アストは冒険者以外では、せいぜい運営にも関与している国が兵士のレベル上げにでも使うぐらいだと思っていたのだ。何せ、冒険者ギルドの職員がレベル上げに使っているのだから。


「ダンジョン内採取及び採掘許可証発行試験という限定的に冒険者として扱う試験を突破した職人の方々だけですが」


ざっくり言うと、生産ギルドでダンジョンに採取や採掘しに行きたいという職人には、生産ギルドが冒険者ギルドに依頼を出し、冒険者によるレベル上げを職人たちに行い、その後に戦闘技能のテストを施し、それを突破した職人に許可書を発行する流れだ。


その依頼にかかる費用はある程度生産ギルドが払ってくれる為、割安でレベルを上げられ、尚且つ採取や採掘ポイントのある低ランクダンジョン限定であるが、立ち入る許可証を発行してもらえる。


「それらにもランク分けがされておりまして、Fランクダンジョン立ち入りが三級ダンジョン内採取及び採掘許可証になり、Eランクダンジョンなら二級、Dランクダンジョンなら一級の許可証が必要になりますし、二級以上は自己負担での取得になります」


Cランクダンジョンは主にBランク冒険者が潜るダンジョンであり、そのレベルになると職人では即死するような罠や魔物が現れ始めるので基本的にBランク冒険者に依頼を出し、代わりに採取及び採掘してきてもらう。


大抵の職人は三級を取得して、おいおい二級を取得するか、冒険者に依頼を出す方向に舵を切る。


コボルトダンジョンでは鉄と銅が採掘出来る。


それはEランク冒険者の主流になる装備の素材であり、日常生活でも非常に多く使われる為、常に需要がある。
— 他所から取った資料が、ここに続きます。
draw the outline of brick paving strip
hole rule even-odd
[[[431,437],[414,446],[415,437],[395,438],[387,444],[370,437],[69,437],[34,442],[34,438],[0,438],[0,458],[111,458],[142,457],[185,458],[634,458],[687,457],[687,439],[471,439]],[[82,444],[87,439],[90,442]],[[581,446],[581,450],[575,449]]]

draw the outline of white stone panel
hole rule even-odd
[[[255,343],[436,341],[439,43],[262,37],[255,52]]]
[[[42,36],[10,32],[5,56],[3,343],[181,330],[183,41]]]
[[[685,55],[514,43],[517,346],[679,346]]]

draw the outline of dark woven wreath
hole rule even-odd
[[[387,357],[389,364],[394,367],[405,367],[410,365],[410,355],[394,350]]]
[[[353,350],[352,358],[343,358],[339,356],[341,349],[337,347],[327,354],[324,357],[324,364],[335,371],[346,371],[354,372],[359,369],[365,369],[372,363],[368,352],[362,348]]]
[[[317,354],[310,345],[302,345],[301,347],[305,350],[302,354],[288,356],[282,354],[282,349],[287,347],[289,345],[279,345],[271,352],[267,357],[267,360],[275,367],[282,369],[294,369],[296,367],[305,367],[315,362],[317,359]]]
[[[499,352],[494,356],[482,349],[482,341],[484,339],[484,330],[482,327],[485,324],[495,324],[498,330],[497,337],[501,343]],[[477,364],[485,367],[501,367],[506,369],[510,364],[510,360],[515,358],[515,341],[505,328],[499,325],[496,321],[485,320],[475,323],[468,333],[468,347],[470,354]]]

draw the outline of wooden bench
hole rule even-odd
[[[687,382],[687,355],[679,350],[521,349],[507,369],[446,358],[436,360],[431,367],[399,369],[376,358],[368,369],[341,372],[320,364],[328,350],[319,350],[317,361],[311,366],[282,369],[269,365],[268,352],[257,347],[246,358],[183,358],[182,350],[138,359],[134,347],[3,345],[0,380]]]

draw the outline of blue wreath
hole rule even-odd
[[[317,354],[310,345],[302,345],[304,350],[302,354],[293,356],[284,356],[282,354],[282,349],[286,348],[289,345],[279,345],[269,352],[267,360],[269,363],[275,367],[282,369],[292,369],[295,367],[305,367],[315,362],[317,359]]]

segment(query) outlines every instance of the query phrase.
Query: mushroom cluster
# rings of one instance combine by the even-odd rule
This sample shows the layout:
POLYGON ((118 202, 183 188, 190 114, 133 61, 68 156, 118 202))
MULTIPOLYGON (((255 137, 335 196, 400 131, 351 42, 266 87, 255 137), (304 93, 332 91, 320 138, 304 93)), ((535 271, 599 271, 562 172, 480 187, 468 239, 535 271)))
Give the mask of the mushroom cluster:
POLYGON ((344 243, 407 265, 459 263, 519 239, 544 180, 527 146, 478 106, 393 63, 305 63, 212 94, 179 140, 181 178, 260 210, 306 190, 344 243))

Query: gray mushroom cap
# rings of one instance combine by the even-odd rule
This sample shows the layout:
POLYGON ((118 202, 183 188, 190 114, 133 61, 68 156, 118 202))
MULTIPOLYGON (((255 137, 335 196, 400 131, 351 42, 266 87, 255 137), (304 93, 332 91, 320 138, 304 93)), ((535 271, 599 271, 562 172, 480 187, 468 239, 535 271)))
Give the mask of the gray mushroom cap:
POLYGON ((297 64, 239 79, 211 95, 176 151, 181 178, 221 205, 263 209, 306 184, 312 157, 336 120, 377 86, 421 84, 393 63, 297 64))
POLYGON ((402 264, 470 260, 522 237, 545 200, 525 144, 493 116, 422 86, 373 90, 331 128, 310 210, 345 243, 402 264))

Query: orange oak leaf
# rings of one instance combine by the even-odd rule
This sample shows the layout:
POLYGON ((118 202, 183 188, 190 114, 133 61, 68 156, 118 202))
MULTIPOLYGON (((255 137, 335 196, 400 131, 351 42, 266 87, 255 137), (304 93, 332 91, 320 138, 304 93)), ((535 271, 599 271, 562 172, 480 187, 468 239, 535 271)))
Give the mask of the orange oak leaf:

「もし興味があるなら、採掘をしてみてもよろしいかと。依頼も有りますので」


Eランクの依頼ボードに万年貼り出されている常駐依頼のようだ。


冒険者ギルドに持ってくるだけで買取をして貰えるし、依頼達成数にも加算される。


Dランクに上がりたいなら非常に効率の良い依頼と言えた。


「決めました! コボルトダンジョンに挑みます!」

「畏まりました。余談ですが、コボルトダンジョンが人気なのは採掘出来るという点のみですので、常にボス部屋はガラ空きだそうですよ」


アストのことを完全に熟知したようで、最後にご褒美とも言える情報を与える受付嬢。


もちろんアストは目を輝かせる。


「ツルハシはどこで買えますか!?」

「それなら地図を描きますよ。あと、ちゃんとしたリュック、もしくはバッグを購入しましょうか」

「あっ……うっす」


すっかり忘れていたアストに、念を押して正解だったと受付嬢は額に手を当てた。